How many varieties of cauliflower rice are there? Truth is…the varieties are endless. Given that rice is the staple food of more than half the world, it’s no wonder that most people can’t imagine eating a meal without rice. In fact one of the biggest obstacles for newly diagnosed diabetics is getting used to cutting carbs like rice and noodles. But the hard truth is that rice is truly a rich source of carbohydrates, which is something that diabetics are not able to deal with metabolically. 100g of jasmine rice has 28 carbs. So a typical bowl of rice (Chinese style) has 56 g of carbs. There are also those that recommend switching to basmati rice for the lower carb content, but it is 25 g carbs per 100g, just 3 g below jasmine rice. And then there are others who recommend brown rice, which is again slightly better, but not quite good enough at 23 g carbs per 100g. No wonder so many diabetics can’t manage their sugars and end up with end organ damage.

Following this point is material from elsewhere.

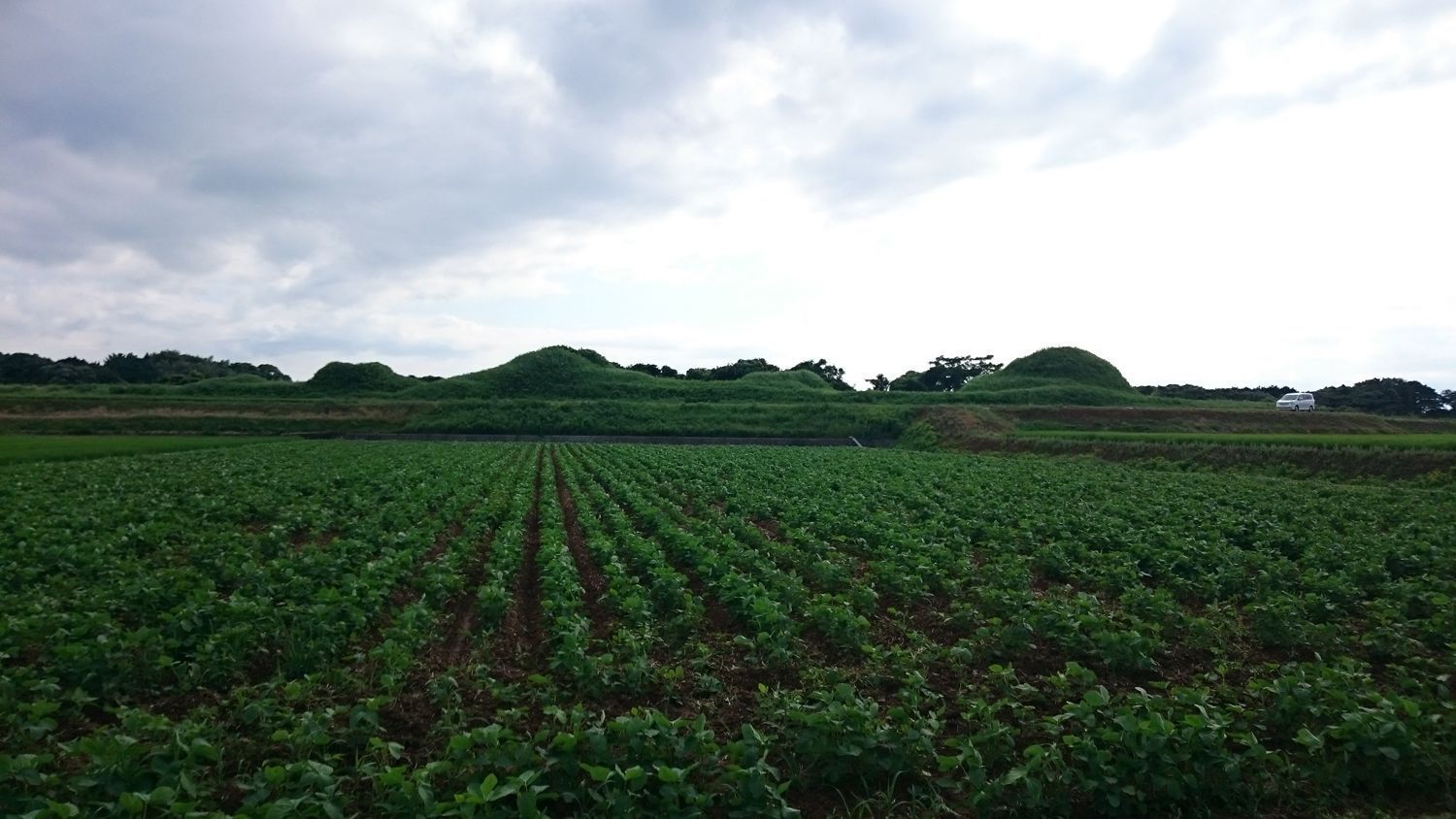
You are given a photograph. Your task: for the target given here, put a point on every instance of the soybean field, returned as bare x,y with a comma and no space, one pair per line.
399,629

For those serious about living a low carb lifestyle for better sugar control, one of the best substitutes is cauliflower rice. 100g of cauliflower contains only 4-5g of carbs. Of course it doesn’t have the starchy flavour of white rice but it’s a decent carrier for dishes like curry and is also great on its own (think about Chinese fried cauliflower rice)! I do hear about people who hate cauliflower rice or are intimidated about making it. It’s true that getting the exact right texture takes some experience because everyone knows that overcooked cauliflower exudes liquid and has a nasty soggy taste. So it takes a bit of experience to know when to stop frying the cauliflower so that it’s still al dente but doesn’t have a raw flavour. The only suggestion I would have for those new to cauliflower rice would be to taste the rice as you cook so that you can tell when it’s done.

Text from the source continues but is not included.